Question

Group Displacement Law was given by:
a.) Becquerel
b.) Rutherford
c.) Mendeleev
d.) Soddy and Faza

Answer 1

Hint: So to understand the question, the foremost thing is that we should know about the law and what it states, how it works. In short, the concept behind it. Down here it is explained in a proper way and hence by this information we can easily solve this question.
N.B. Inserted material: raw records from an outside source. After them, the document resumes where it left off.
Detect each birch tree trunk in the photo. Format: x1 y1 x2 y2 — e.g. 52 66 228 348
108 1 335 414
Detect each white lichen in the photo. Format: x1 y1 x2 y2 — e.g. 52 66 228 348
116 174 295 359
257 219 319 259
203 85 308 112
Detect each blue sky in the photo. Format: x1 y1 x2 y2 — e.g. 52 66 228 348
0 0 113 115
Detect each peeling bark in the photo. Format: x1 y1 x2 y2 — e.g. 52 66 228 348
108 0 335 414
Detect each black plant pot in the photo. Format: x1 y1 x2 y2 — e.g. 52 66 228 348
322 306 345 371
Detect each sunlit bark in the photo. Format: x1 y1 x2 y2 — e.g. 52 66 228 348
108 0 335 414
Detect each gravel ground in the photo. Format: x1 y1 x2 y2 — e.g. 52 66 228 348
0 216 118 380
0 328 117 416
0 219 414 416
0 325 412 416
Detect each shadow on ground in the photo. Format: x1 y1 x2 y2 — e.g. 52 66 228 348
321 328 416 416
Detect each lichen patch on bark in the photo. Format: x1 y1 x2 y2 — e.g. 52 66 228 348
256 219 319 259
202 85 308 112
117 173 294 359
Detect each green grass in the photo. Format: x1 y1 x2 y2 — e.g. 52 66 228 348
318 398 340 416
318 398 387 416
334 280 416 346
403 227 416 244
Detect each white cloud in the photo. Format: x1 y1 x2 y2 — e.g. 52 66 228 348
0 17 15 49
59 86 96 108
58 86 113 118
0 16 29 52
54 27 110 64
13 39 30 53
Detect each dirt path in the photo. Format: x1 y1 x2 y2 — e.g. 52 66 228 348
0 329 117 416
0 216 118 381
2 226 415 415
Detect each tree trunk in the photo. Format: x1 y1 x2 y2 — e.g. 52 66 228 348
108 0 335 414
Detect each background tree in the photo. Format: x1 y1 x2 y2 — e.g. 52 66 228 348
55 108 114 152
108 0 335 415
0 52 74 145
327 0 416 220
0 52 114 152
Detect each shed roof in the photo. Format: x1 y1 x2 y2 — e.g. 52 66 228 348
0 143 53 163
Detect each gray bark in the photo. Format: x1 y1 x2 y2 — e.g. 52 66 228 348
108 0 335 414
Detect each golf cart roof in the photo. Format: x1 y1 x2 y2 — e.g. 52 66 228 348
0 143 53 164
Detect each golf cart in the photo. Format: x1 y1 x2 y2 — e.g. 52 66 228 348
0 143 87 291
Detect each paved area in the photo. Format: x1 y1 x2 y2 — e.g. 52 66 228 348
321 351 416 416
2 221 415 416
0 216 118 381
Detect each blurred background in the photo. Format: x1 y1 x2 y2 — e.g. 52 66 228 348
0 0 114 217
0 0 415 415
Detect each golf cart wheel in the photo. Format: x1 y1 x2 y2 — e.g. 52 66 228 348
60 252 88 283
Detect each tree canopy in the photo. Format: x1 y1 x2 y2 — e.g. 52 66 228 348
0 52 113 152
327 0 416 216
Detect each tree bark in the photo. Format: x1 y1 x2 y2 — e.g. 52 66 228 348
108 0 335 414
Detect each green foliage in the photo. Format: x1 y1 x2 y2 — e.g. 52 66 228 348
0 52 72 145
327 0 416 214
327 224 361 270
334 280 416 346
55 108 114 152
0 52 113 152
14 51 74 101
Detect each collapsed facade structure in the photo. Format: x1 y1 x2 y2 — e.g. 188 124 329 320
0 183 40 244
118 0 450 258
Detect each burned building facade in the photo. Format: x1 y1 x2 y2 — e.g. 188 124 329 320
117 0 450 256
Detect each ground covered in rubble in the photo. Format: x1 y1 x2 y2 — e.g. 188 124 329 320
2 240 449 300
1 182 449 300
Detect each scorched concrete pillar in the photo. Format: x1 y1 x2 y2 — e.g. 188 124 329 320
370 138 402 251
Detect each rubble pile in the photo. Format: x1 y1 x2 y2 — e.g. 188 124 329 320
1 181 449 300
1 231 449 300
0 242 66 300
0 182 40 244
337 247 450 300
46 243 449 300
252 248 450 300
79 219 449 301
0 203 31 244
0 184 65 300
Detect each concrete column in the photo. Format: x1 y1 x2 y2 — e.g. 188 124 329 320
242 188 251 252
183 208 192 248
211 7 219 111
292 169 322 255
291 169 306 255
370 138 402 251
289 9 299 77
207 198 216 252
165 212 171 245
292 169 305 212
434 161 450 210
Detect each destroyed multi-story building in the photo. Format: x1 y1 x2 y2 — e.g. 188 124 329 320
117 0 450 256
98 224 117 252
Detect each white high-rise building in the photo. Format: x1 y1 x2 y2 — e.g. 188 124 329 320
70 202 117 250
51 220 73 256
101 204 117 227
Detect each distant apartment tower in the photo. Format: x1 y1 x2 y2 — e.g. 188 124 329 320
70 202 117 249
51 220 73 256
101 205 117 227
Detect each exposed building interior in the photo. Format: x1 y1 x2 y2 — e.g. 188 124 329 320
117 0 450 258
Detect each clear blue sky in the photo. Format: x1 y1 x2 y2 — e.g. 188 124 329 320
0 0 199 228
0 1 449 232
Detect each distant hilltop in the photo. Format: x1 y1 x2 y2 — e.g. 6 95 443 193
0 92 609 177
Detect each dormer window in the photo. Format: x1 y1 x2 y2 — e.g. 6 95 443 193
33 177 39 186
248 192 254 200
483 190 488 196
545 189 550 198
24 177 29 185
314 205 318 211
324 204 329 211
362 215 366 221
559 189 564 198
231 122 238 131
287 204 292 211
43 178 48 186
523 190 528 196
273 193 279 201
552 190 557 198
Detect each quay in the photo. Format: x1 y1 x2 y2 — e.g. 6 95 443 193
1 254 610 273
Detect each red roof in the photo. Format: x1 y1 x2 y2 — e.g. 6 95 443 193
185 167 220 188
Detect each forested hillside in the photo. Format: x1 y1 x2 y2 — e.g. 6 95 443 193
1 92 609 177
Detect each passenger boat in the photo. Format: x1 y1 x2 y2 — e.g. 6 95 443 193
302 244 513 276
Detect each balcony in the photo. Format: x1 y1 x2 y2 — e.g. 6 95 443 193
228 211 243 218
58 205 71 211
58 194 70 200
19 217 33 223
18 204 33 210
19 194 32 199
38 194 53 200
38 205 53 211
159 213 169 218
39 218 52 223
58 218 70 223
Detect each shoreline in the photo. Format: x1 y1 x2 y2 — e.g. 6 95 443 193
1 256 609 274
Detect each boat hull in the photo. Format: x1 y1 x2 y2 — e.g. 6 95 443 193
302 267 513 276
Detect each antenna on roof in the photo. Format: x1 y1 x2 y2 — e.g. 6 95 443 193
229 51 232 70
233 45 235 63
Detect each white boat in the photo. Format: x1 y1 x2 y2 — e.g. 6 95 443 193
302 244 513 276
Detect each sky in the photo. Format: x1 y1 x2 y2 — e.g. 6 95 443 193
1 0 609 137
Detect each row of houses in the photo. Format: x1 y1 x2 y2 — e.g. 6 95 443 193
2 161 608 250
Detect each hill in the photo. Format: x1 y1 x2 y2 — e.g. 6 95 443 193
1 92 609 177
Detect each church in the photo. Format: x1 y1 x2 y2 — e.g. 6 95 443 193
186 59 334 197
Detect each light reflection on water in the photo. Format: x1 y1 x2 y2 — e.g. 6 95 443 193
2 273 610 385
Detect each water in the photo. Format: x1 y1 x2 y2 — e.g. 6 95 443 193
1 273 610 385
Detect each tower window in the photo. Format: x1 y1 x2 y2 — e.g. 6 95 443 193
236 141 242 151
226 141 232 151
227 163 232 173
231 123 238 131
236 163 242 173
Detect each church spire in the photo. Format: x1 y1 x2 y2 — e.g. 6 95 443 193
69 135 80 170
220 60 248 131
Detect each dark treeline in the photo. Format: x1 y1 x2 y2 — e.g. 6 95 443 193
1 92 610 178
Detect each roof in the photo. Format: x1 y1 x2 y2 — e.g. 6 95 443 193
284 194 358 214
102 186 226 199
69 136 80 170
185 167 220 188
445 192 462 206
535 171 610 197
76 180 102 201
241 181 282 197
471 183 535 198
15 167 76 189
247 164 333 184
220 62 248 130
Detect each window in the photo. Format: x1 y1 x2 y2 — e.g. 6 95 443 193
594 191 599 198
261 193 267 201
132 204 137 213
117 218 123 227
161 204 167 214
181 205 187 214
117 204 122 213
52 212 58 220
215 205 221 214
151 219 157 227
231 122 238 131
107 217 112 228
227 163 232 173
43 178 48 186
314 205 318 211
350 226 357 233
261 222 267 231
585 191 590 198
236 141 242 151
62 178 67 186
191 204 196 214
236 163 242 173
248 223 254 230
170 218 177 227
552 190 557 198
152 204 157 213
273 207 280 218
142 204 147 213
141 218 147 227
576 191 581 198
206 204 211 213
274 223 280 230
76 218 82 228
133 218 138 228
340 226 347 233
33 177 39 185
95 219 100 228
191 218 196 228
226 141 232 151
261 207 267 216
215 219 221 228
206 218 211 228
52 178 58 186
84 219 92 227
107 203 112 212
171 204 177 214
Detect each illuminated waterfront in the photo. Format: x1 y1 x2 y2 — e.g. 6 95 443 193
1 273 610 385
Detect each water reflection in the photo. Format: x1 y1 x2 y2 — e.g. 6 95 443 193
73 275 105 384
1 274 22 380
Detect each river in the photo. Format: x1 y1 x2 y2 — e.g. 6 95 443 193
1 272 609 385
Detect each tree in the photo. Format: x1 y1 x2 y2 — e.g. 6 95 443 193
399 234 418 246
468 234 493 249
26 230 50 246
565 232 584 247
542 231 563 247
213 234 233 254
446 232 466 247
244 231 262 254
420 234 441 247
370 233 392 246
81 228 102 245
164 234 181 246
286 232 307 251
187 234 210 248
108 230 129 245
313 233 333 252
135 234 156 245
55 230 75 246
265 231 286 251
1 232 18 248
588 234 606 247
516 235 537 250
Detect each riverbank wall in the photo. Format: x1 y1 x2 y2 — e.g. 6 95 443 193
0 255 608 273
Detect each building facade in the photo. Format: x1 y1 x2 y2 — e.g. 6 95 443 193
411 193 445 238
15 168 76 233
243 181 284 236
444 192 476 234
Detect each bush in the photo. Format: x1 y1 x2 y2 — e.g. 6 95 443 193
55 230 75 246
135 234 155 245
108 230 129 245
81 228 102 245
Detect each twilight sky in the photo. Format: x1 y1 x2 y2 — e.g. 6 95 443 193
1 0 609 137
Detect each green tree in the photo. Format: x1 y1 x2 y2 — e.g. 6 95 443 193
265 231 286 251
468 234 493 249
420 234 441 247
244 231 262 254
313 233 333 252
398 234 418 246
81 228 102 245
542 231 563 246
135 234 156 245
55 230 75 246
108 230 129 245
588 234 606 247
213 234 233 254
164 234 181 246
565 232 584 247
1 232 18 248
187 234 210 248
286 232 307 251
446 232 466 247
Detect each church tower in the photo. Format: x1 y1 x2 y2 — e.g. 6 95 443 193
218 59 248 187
Complete step by step solution: This law gives us information about reduction of weight and atomic number of a radioactive element:
There is a decrease in atomic number and atomic weight of the resulting new nuclei which is formed from earlier radioactive elements. If a α-particle is realized by a radioactive element by its nucleus, the atomic no. of the fresh element which will be formed is deducted by 2 units and its atomic weight is deducted by 4 units. So, by this we can come to a result that the fresh element which is created will relocate itself by two groups on its left side of the periodic table.
$_z^{}{A^M} \to _{z + 1}^{}{C^M} + He\left( {\alpha - \,particle} \right)$

There is a rise in atomic number and atomic weight of the resulting new nuclei will remain the same which is formed from earlier radioactive elements. If a β–particle is released by a radioactive element, the atomic number of the fresh element which will be formed takes a rise by one unit. So, by this we can come to a result that the fresh element which is created will relocate itself by one group on its left side of the periodic table.
$_Z^{}{A^M} \to \,_{Z + 1}^{}{C^M} + \beta \left( {\beta - particle} \right)$
If a α-particle is released by the radioactive nucleus and then 2β-particles are released in the next two alterations, the fresh element will be an isotope of the starting element. The fresh and starting element will have the similar atomic number. So by Group displacement law position of the fresh and daughter element in the periodic table will remain as it was earlier.
                              $_Z^{}{A^M} \to \,_Z^{}{A^M} + 2\beta + He$


The law which is explained above “Group Displacement Law” was specified in 1913 by Fajan and Soddy.

Hence, the correct option is (D) - Soddy and Fazan

Note: In this problem we came across a law specified by Soddy and Fajan in 1913. Both of them told us that whenever an a-particle is removed from a radioactive material there are some changes that occur in the new element. We also studied what happens when β particles are released.